Israeli researchers discover security flaw in popular AI chatbots
Jerusalem: Israeli researchers have uncovered a security flaw in some of the popular Artificial Intelligence (AI) chatbots, including ChatGPT, Claude, and Google Gemini, Ben-Gurion University of the Negev said in a statement on Monday.
The researchers found that these systems can be manipulated into providing illegal and unethical information, despite having built-in safety protective measures, according to the statement.
The study described how attackers can use carefully written prompts, known as jailbreaks, to bypass the chatbots' safety mechanisms.
Once the protections are disabled, the chatbots consistently provide harmful content, such as instructions for hacking, producing illegal drugs, and committing financial crimes, Xinhua news agency reported. In every test case, the chatbots responded with detailed, unethical information after the jailbreak was applied.
The researchers explained that this vulnerability is easy to exploit and works reliably.
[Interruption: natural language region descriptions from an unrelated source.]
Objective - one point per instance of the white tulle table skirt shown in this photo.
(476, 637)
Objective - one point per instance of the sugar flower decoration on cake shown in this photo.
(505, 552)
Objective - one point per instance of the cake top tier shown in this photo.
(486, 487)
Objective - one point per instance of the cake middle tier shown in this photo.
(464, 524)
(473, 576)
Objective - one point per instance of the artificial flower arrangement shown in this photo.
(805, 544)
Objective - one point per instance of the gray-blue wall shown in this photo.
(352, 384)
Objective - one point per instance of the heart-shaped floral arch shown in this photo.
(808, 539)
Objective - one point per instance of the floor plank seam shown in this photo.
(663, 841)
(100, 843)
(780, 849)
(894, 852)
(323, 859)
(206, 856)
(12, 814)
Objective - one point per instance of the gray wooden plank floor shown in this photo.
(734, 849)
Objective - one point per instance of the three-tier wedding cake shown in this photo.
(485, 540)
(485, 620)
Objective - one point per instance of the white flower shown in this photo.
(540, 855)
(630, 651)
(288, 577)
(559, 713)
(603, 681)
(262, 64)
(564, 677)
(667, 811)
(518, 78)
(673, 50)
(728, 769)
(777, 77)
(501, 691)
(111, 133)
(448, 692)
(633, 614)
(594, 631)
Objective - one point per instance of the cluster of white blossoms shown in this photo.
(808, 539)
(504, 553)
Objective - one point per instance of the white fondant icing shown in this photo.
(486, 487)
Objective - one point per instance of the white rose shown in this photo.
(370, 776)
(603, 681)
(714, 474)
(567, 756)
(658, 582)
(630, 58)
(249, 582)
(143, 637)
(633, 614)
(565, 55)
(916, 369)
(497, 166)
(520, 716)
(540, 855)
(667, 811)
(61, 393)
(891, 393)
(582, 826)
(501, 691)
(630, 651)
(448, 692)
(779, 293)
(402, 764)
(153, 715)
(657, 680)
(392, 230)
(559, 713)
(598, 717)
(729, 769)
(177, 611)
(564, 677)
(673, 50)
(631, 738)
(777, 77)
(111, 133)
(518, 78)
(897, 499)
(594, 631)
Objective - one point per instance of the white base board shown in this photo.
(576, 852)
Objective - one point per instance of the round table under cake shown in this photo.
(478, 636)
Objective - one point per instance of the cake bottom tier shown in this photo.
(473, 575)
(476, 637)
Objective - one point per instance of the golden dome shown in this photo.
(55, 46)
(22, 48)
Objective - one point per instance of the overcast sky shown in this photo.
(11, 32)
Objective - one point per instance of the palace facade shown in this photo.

Because these tools are freely available to anyone with a smartphone or computer, the risk is especially concerning, the researchers noted.
They also warned about the emergence of dark language models. These are AI systems that have either been intentionally stripped of ethical safeguards or developed without any safety controls in place.
Some of these models are already being used for cybercrime and are shared openly on underground networks, they added.
The team reported the issue to several major AI companies. However, responses were limited. One company did not reply, while others said the problem does not qualify as a critical flaw.
The researchers called for stronger protections, clearer industry standards, and new techniques that allow AI systems to forget harmful information.